Minimizing Risk Of Osteoporosis
Posted on November 29, 2008, under Health.
Osteoporosis is a bone weakening disease that develops gradually and makes bones fragile.This condition especially affects women as they begin to lose bone density after the age of 30.Though one may be unable to do anything about factors such as genes or menopause which predisposes one to fragile bones, one may change the lifestyle to improve strength and density of the bones.Consider these factors:
- Maintain a healthy body weight as it reduces the risk of Osteoporosis
- Regular exercise and adequate nourishment is essential
- Avoid caffeine, alcohol and smoking
In addition to all this, one must ensure adequate calcium intake.Also the right kind of exercise improves calcium absorption in the bones.There are two types of exercise that helps strengthen bones weight bearing and resistance training exercises.Weight bearing exercises are those in which the bones and muscles work against gravity, like walking, jogging, dancing, tennis, golf and soccer.Resistance training exercises on the other hand use resistance to strengthen the bones and muscles.

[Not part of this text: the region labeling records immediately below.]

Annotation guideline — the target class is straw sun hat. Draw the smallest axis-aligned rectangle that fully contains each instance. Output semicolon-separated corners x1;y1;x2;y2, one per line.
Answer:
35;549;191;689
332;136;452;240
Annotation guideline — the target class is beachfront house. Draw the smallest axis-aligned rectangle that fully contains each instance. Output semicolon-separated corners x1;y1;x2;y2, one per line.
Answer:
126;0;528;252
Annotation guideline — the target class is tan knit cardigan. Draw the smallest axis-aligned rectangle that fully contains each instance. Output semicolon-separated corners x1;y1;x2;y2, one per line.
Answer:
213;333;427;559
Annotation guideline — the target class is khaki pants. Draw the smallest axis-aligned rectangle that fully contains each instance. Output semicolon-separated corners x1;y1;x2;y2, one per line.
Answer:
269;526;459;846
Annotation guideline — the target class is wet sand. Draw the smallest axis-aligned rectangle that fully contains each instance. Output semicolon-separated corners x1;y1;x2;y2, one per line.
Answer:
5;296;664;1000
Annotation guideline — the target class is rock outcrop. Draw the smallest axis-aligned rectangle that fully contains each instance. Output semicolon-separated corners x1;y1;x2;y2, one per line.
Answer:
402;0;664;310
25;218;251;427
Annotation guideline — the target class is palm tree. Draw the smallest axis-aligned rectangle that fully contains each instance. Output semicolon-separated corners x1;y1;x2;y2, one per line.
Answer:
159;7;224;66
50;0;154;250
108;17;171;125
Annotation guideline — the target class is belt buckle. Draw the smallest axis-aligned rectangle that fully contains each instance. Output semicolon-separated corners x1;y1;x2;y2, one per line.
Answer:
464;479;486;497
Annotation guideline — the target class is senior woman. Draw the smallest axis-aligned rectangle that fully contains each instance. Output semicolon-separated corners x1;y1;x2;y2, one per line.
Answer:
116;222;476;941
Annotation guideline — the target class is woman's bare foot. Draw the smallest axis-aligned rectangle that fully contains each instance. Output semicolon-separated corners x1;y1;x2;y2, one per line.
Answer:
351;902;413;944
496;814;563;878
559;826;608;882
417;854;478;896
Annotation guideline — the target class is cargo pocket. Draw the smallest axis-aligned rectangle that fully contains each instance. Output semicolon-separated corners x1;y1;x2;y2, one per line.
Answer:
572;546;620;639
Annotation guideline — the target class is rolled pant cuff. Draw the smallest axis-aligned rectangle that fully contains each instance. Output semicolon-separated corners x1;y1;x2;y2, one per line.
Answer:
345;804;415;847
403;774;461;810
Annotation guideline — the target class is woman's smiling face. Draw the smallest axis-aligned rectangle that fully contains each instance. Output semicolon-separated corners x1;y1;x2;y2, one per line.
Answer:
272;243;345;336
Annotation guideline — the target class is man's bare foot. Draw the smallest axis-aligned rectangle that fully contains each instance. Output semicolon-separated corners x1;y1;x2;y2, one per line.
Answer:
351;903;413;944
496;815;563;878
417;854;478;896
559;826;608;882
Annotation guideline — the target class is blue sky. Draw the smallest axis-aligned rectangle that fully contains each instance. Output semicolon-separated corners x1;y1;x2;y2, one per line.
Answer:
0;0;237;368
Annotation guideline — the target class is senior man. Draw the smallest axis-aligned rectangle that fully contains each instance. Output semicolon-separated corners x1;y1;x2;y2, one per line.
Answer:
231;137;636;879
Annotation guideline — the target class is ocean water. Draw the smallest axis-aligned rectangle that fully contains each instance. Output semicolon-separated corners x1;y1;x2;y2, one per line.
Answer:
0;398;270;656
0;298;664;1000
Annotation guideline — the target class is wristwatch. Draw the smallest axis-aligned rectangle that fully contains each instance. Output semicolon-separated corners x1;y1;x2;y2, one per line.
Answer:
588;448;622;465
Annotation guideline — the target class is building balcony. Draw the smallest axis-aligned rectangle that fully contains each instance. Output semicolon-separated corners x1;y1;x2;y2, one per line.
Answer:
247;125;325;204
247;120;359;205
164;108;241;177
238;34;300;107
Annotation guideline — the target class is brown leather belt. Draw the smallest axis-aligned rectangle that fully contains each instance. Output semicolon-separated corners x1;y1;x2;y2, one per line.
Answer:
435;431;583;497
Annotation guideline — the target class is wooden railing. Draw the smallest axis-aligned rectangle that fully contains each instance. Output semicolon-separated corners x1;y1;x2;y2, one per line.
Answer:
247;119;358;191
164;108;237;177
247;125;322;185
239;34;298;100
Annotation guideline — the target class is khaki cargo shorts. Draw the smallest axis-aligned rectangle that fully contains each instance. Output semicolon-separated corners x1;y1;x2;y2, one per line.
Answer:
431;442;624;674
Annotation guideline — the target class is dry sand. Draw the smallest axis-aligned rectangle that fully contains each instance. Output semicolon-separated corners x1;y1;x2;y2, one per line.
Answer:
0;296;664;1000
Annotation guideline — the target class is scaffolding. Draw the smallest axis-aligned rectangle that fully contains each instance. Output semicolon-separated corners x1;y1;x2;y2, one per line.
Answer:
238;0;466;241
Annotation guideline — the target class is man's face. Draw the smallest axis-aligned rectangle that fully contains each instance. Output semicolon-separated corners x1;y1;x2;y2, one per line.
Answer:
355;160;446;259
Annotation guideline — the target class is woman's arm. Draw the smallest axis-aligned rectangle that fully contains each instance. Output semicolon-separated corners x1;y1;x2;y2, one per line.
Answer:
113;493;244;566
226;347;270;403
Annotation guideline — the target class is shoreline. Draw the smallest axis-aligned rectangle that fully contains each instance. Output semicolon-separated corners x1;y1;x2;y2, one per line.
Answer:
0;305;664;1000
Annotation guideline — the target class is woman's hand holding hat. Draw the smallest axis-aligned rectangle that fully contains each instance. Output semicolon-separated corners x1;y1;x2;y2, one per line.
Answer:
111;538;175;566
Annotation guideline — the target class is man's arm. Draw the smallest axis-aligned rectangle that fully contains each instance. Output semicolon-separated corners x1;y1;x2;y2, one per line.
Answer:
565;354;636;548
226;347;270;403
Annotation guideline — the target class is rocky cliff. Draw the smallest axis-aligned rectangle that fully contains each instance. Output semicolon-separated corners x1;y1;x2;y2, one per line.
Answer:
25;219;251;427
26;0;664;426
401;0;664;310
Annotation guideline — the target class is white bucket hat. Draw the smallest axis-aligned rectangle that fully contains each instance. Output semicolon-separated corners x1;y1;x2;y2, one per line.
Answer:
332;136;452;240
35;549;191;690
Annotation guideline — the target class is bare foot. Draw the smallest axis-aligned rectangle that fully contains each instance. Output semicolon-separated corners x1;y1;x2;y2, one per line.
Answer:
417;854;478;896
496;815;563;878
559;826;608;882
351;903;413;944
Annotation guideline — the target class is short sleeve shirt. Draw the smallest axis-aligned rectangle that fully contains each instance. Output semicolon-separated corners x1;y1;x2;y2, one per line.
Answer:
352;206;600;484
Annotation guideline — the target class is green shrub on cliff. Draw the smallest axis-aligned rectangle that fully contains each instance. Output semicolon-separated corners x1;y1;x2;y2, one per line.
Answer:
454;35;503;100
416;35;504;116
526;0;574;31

While some may say that you can never know when your bones gain strength, it is not true.Though not visible, one can feel the strength in the bones while playing a game.Also people say weight bearing exercises are for those who are fit and athletic.But reality is that weight bearing exercise are for all fitness levels and ages.
Food for the bones:
As per research many women consume less than half the amount of calcium required for maintaining healthy bones.An appropriate calcium intake falls between 1000 and 1200 mg per day.Calcium rich foods include milk, yougurt, orange juice, cheese, sardines, oysters, green vegetables, beans and broccoli.
- Vitamin D is required to absorb calcium.The daily recommended intake is 1000 mg.Foods containing vitamin D are milk, egg yolk, tuna and salmon.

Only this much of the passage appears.